Solid U.S. factory orders, business spending on equipment point to enduring manufacturing strength

FILE PHOTO: Autonomous robots assemble an X model SUV at the BMW manufacturing facility in Greer

By Lucia Mutikani

WASHINGTON (Reuters) - New orders for U.S.-made goods increased more than expected in June, while business spending on equipment was solid, pointing to sustained strength in manufacturing even as spending is shifting away from goods to services.

The Commerce Department said on Tuesday that factory orders rose 1.5% in June after advancing 2.3% in May. Economists polled by Reuters had forecast factory orders increasing 1.0%.

Orders soared 18.4% on a year-on-year basis. Demand pivoted towards goods during the COVID-19 pandemic as millions of Americans were cooped up at home, boosting manufacturing, which accounts for 11.9% of the U.S. economy. But the surge in demand is straining the supply chain.

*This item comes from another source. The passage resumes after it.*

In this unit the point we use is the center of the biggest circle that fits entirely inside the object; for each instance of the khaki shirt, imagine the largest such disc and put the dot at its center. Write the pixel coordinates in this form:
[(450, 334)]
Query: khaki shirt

"We expect a solid growth path for the factory data through 2021, capped by capacity constraints and supply chain problems," said Mike Englund, chief economist at Action Economics in Boulder, Colorado.

The Institute for Supply Management reported on Monday that manufacturing activity grew at a slower pace in July for the second straight month as raw material shortages persisted. The survey, however, suggested that supply chain bottlenecks were starting to ease.

Spending is rotating back to services as nearly half of the population has been fully vaccinated against COVID-19, allowing people to travel, frequent restaurants, visit casinos and attend sporting events among services-related activities that were curbed early in the pandemic.

(GRAPHIC: Factory orders - https://graphics.reuters.com/USA-STOCKS/zjpqkqmeepx/factoryorders.png)

BROAD GAINS

The increase in factory goods orders in June was broad, with notable gains in machinery, computers and electronic products, as well as electrical equipment, appliances and components.

Orders for transportation equipment increased 2.0%, boosted by a surge in bookings at Boeing. But motor vehicle orders fell 0.3%. Auto production is being hampered by a global shortage of semiconductors.

Though momentum is slowing, manufacturing will likely continue to expand. Unfilled orders at factories increased 1.0% in June. Shipments advanced 1.6%. The unfilled orders-to-shipments ratio fell to 6.94 from 6.96 in May. Inventories climbed 1.0% after increasing 1.1% in May. The inventories-to-shipments ratio slipped to 1.48 from 1.49 in May.

The increase in factory inventories in June was bigger than what the government assumed in its advance estimate for second-quarter gross domestic product published last week.

The Commerce Department's Bureau of Economic Analysis estimated that GDP grew at a 6.5% annualized rate last quarter, picking up from the first quarter's 6.3% pace. That hoisted the level of GDP well above its peak in the fourth quarter of 2019.

Economists anticipated that GDP growth could be raised to as high as a 6.7% rate when the government publishes its revision later this month.

"It now looks like the BEA data will need to be revised up," said Daniel Silver, an economist at JPMorgan in New York. "We continue to expect inventories to boost GDP growth significantly in third quarter following the big pullback reported through the second quarter. We also think equipment spending will continue to increase at a solid rate in the third quarter."

The Commerce Department also reported that orders for non-defense capital goods, excluding aircraft, which are seen as a measure of business spending plans on equipment, rose a solid 0.7% in June instead of 0.5% as reported last month.

(GRAPHIC: Core capital goods - https://graphics.reuters.com/USA-STOCKS/klpykelzkpg/corecap.png)

Shipments of core capital goods, which are used to calculate business equipment spending in the gross domestic product report, advanced 0.6% as estimated last month. Business spending on equipment was robust in the second quarter, notching the fourth straight quarter of double-digit growth.